The working principle of the laser is as follows: the pumping system injects pumping light D4 into the gain block 1, and the gain block 1 generates laser gain. The structural light field seed light D1 output by the seed light source 2 passes through the 4f light beam amplification system and is expanded, the expanded light beam D2 enters the gain module 1 for gain amplification, and the gain-amplified light beam D3 is output from the output end of the gain module 1, namely the high-power structural light field laser is obtained.

EXAMPLE III

As shown in fig. 2, the present embodiment discloses the structure of the gain module 1. The gain module 1 comprises a plurality of thin-sheet gain media, the gain media are arranged in an array mode and fixedly stacked in a module inner frame 15 through fixing strips 11, the module inner frame 15 is fixed in a module outer frame 8 and has a gap with the module outer frame 8, the module outer frame 8 is provided with a light-transmitting window 9 for transmitting laser D2 and pump light D4, laser cooling liquid 16 flows into an inner cavity of the gain module through a diversion cone 7, the gain media are separated into flat micro-channels by flow channel separating strips 17, and the laser cooling liquid 16 flows into the micro-channels and gaps between the inner frame and the outer frame, so that cooling of a gain crystal and the light-transmitting window 9 is realized. The gain module 1 is designed to be an inner frame and outer frame separation structure, the module inner frame 15 is used for fixing a gain medium, the module outer frame 8 is used for fixing the module inner frame 15 and the light through window 9, the crosstalk of a laser cooling liquid 16 flow field is effectively prevented, and the realization of a high uniform flow field in a gain area is ensured.

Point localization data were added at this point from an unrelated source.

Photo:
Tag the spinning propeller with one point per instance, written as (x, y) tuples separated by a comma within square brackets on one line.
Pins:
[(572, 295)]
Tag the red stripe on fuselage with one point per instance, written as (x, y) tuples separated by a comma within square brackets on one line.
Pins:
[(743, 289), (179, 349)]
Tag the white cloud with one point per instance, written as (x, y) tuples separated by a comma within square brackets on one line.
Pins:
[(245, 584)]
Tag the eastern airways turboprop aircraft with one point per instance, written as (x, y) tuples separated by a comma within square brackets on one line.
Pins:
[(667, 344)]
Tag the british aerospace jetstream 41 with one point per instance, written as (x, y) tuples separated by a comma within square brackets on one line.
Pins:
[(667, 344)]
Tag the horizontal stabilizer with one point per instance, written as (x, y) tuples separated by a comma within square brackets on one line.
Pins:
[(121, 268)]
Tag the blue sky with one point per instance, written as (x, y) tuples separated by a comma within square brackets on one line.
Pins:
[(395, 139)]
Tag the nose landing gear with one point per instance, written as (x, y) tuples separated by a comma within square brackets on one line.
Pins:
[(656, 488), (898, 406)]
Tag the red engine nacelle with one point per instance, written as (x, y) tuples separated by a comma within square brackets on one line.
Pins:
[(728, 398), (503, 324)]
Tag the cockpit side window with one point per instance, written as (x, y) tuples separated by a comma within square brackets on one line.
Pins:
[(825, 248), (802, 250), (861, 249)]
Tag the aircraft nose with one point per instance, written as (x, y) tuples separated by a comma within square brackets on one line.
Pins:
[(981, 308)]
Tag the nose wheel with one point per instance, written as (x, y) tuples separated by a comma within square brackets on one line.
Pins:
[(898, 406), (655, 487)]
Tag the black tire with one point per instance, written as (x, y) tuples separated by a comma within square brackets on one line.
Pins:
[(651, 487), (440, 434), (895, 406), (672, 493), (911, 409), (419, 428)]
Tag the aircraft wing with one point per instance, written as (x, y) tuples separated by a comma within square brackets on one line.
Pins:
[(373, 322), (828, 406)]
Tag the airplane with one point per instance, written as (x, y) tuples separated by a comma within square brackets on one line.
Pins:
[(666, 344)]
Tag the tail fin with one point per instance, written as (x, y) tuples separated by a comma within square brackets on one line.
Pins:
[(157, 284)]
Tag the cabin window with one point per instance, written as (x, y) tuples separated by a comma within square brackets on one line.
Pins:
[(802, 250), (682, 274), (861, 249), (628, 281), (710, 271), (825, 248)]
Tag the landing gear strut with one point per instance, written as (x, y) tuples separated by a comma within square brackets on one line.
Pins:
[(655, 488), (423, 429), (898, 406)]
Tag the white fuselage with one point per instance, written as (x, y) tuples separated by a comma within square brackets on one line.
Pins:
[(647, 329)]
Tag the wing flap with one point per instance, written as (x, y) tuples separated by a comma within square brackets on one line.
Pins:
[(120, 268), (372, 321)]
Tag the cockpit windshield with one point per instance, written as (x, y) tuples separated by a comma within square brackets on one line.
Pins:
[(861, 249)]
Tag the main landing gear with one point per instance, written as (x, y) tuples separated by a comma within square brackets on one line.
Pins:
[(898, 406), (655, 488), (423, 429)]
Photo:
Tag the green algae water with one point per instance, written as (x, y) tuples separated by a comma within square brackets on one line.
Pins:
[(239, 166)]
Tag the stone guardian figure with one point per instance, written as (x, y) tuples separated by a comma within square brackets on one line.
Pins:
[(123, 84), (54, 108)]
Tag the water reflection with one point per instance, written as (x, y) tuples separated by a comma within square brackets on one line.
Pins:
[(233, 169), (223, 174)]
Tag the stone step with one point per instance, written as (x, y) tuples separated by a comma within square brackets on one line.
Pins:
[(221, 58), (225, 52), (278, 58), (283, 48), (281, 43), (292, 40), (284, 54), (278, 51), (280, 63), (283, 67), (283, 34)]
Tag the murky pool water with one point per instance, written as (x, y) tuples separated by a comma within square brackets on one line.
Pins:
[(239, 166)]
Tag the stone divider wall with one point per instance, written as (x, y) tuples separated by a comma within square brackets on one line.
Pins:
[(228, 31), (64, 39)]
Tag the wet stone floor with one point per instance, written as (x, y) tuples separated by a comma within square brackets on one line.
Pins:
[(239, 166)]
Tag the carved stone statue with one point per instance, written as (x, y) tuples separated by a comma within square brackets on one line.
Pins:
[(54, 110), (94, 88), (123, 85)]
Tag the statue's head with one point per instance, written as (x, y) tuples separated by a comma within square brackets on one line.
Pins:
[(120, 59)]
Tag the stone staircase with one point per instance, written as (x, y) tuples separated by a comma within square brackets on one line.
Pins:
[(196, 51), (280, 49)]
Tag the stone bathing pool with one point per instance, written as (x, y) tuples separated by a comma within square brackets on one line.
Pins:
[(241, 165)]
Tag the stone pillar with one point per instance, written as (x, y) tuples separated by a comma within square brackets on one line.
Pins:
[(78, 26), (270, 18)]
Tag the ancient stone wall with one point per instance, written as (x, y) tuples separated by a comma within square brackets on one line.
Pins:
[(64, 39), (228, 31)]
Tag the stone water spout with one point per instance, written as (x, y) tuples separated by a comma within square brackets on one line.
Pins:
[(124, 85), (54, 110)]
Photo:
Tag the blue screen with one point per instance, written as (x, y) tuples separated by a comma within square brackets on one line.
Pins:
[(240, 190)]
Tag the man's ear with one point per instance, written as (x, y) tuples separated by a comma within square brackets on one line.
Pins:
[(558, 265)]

As shown in fig. 3, the gain medium is a composite crystal formed by bonding a dissipation section crystal 4, a gain section crystal 13 and a recovery section crystal 12. Thus, in the micro-channel, the laser cooling liquid 16 firstly flows through the crystal 4 region of the dissipation section to dissipate turbulent flow, the turbulent flow is changed into laminar flow, the speed uniformity of the liquid reaching the crystal 13 of the gain section in the spreading direction is ensured, and the uniform cooling of the composite crystal is realized. The dissipation section crystal 4 and the recovery section crystal 12 belong to a non-gain crystal which is not doped or doped with ions different from those of the gain section crystal 13, and the gain section crystal 13 is used for generating laser gain and is a doped crystal (doped gain material). In one embodiment, the gain section crystal 13 is an isotropic laser crystal such as Nd: YAG, which has no special selection characteristics for the polarization state of the pump laser light, and can improve the output efficiency.

In one embodiment, as shown in fig. 3, the gain section crystal 13 is designed to be circular, and the circular gain medium can be matched with most of the structure optical field (such as vortex beam).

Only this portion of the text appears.